Hacker News new | ask | show | jobs
by vlovich123 1890 days ago
I wonder if a robust consensus algorithm might be a better investment than a timeout. I would imagine there are other bugs in BGP implementations so having a routing table that's going to trend towards eventual consistency regardless of the starting point might be a more robust solution than just focusing on this one corner case. Might be a more intrusive change though & hard to get middleware to roll out such a change?
3 comments

The goal of BGP or other routing protocol isn't consensus though. Each router really just wants to find a next hop for every destination, and there are lots of reasons for differences.

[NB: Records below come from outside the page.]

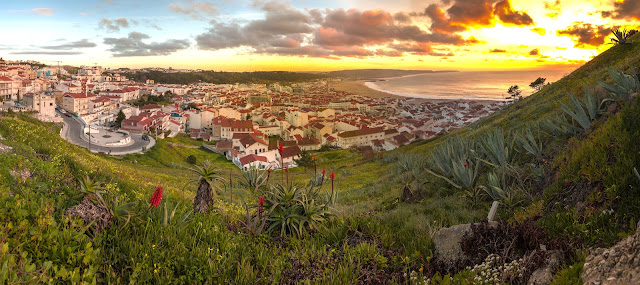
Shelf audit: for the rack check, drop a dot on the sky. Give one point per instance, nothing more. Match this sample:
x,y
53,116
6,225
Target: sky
x,y
313,35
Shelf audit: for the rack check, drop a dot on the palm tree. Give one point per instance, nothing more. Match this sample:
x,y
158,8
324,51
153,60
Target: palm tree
x,y
207,175
621,37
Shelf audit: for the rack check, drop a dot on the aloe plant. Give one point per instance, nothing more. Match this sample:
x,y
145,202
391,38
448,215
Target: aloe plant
x,y
527,141
624,85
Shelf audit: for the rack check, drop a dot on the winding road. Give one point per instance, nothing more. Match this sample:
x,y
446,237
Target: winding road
x,y
74,127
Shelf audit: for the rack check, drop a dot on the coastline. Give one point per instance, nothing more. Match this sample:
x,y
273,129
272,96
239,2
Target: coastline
x,y
361,87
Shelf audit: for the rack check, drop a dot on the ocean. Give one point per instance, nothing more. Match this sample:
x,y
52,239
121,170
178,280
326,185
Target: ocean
x,y
472,85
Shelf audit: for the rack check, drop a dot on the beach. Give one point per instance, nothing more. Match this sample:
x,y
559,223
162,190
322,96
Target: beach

In the case where there are multiple next hops to choose from, it might be nice to have some sort of quality metric to decide, but that's really tricky to measure and integrate. It's really outside the scope of BGP.

You would need to instrument packet loss or transfer speed or something like that by destination path on your application servers (or load balancers), and be able to adjust the proportion of traffic through various paths; keeping in mind that you can't really influence the path beyond your routers or the return path.

It's a lot of work, and I don't think the tools are built for it, but I would love to work on it for someone though. I did something similar for SMS routing, but that's a ton easier, fewer choices, less traffic, clearer success, etc.

There isn't actually a consensus to be formed on the Internet. Communities, local configuration, etc. cause BGP routers to make local decisions about routes to advertise and re-advertise that aren't going be part of a concensus.
Given the size and complexity of the Internet, it might be worth considering making BGP tolerant to Bizantine failures.
There isn't a really useful metric for failure, though. Not every prefix of every AS needs to be reachable from every other. Unlike consensus problems where everyone wants to agree on the same state it's sufficient for the Internet to be in a working state where each AS has enough routes that they care about, and BGP is pretty good at achieving that.